Королев вообще в каждом ракурсе рельефа старался отыскать образ лика – и находил: сердитый или мягкий, милосердный или строгий, но всегда открытый и прямой.
Глядя вокруг, они все – даже самоуглубленная или вовсе пустая Надя – целиком помещались в простор, учась угадывать дальнейший путь наслаждения зрением.
Вскоре они вышли на рубеж. За ним открывалось аэродромное поле. Оно было утыкано прутиками с привязанными к ним выцветшими тряпками.
Заросшие болиголовом ржавые костровые бочонки тоже означали посадочные коридоры.
Вдалеке, почти до винта скрытый бурьяном, стоял вертолет. Подальше в леске они увидели четыре спортивных самолета и один побольше – Ан-2, «утку». Всё хозяйство аэродрома составляли два домика – контора и диспетчерская, ангар и три сарая, крытых толем.
Надя обошла сарай, следя за тем, как в щелках поворачиваются косые плоскости тихого света, высоко проникающие внутрь, в теплый сумрак. В сарае, на земле, в какой-то особенной чистоте лежали упряжь и оглобли.
На самом краю взлетного поля, рядом с шестом, оснащенным полосатым ветровым чулком, был раскинут шатер, забранный под маскировочную сетку. На ней большими клеенчатыми буквами, белоснежно хлопавшими на ветру жабрами, было выведено: БРАТЬЯ РАЙТ.
Определив стоянку в соседнем леске, Королев отправился на разведку. Через два дня она привела к результатам. Королев с Вадей принялись выкашивать посадочную полосу. Надя мыла посуду, подметала, отваживала от аэродромной мусорки дачников, норовивших сбросить в чужой контейнер свои пакеты, строительный хлам, лом – ржавую печь, ванну, облепленную цементной коростой, крошеный шифер.
Всю полосу Вадя и Королев выкосили за четыре дня. На перекуре слушали, как певуче вжикают и звенят оселки, как купается жаворонок в слепящей мути зенита, как отдаленно то пропадает, то нарастает звук самолета. Птичий его силуэт то барахтался, то рушился «бочкой», то повисал в пике, то рассыпался плоскостями в салютующем штопоре.
В какие-то мгновения звук мотора пропадал вовсе, и Королев привставал на локтях, и, пока высматривал запавший в воздушную могилу самолетик, движок вновь выныривал из звона и стрекота поля.
Хозяин кафе – лысый толстяк с мешками под глазами и грустным взглядом – делил себя между тремя занятиями. Или он бегал трусцой со своим фокстерьером по лесу.

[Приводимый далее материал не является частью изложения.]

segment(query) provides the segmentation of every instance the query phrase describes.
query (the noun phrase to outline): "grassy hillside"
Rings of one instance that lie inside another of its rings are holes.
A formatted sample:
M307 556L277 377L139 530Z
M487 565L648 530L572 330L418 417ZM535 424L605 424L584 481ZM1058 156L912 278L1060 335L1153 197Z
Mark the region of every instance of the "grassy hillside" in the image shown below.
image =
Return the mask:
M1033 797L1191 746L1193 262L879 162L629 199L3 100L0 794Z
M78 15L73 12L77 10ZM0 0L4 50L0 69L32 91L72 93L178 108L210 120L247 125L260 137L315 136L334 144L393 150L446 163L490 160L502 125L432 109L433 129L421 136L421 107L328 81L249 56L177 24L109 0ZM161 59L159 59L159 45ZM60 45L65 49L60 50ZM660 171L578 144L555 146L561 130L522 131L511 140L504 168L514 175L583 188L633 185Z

Или пришпиливал в кафе к сетчатым стенам балагана фотографии старых самолетов и дирижаблей. Или выпиливал, шкурил, клеил, лачил, шпатлевал плоскости и фюзеляж планера, стоявшего неподалеку в ангаре, полном сена и заржавленных огнетушителей. Закончив латку, он гладил рукой крыло, вел ладонью, прикладывался щекою, выслеживая и наслаждаясь гладью, профилем, яростно застывшей, рыбьей тягой лонжеронов.
Толстяк был похож на крота, выхаживавшего мертвую ласточку.

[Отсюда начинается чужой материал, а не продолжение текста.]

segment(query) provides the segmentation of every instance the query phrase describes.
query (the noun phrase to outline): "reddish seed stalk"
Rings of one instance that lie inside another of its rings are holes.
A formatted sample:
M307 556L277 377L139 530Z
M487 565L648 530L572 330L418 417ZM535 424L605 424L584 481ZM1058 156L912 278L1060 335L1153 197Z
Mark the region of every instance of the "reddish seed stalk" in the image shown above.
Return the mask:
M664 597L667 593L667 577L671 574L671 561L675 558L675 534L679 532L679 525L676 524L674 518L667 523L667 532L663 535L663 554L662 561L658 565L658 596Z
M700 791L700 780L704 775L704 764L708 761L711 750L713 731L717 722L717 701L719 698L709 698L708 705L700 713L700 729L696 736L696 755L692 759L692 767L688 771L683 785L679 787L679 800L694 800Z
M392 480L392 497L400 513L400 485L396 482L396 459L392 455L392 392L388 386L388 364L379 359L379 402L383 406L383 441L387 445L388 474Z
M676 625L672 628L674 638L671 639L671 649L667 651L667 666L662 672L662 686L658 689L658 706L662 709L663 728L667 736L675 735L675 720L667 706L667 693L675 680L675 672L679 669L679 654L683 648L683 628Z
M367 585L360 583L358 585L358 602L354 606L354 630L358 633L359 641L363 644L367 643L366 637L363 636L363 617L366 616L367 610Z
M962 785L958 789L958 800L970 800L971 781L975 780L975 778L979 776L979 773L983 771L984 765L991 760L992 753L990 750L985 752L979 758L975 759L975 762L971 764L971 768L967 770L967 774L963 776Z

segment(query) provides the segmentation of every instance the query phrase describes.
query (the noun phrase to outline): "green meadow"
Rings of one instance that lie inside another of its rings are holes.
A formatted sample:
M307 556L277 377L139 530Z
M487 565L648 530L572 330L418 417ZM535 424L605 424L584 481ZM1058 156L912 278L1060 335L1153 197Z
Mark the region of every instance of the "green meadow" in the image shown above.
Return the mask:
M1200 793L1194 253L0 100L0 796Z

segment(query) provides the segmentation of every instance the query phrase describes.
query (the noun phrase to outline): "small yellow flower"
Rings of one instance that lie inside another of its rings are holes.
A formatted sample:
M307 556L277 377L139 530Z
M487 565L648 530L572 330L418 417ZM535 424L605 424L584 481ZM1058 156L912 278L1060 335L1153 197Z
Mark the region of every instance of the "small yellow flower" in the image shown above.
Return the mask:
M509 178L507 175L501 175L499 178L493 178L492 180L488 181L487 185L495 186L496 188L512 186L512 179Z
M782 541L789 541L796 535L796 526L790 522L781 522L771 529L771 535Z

По выходным на аэродром наезжали москвичи. К ним относились бережно, так как они приносили аэроклубу единственный доход. Два часа их инструктировали и учили укладывать парашют. Затем усаживали в «утку». Сидели они рядком, с бледными, нервными, или сосредоточенными, или возбужденными лицами. Оживленной веселостью или углубленным ступором отличались новички. Решительностью бравировали только набравшие десяток-другой прыжков – число, но не опыт.
На стенах кафе висели фотографии доисторических летательных конструкций, скорее всего, никогда не бывавших в воздухе, больше похожих на этажерчатые гладильные доски с запутавшимся между ними велосипедистом, чем на летательные аппараты. Тем не менее творения эти были исполнены такой мощи непрямой мысли о воздухе, о полете, что казалось, будто конструкция должна подняться в воздух благодаря одной только силе противоречия, возникшей между страстью и реальностью.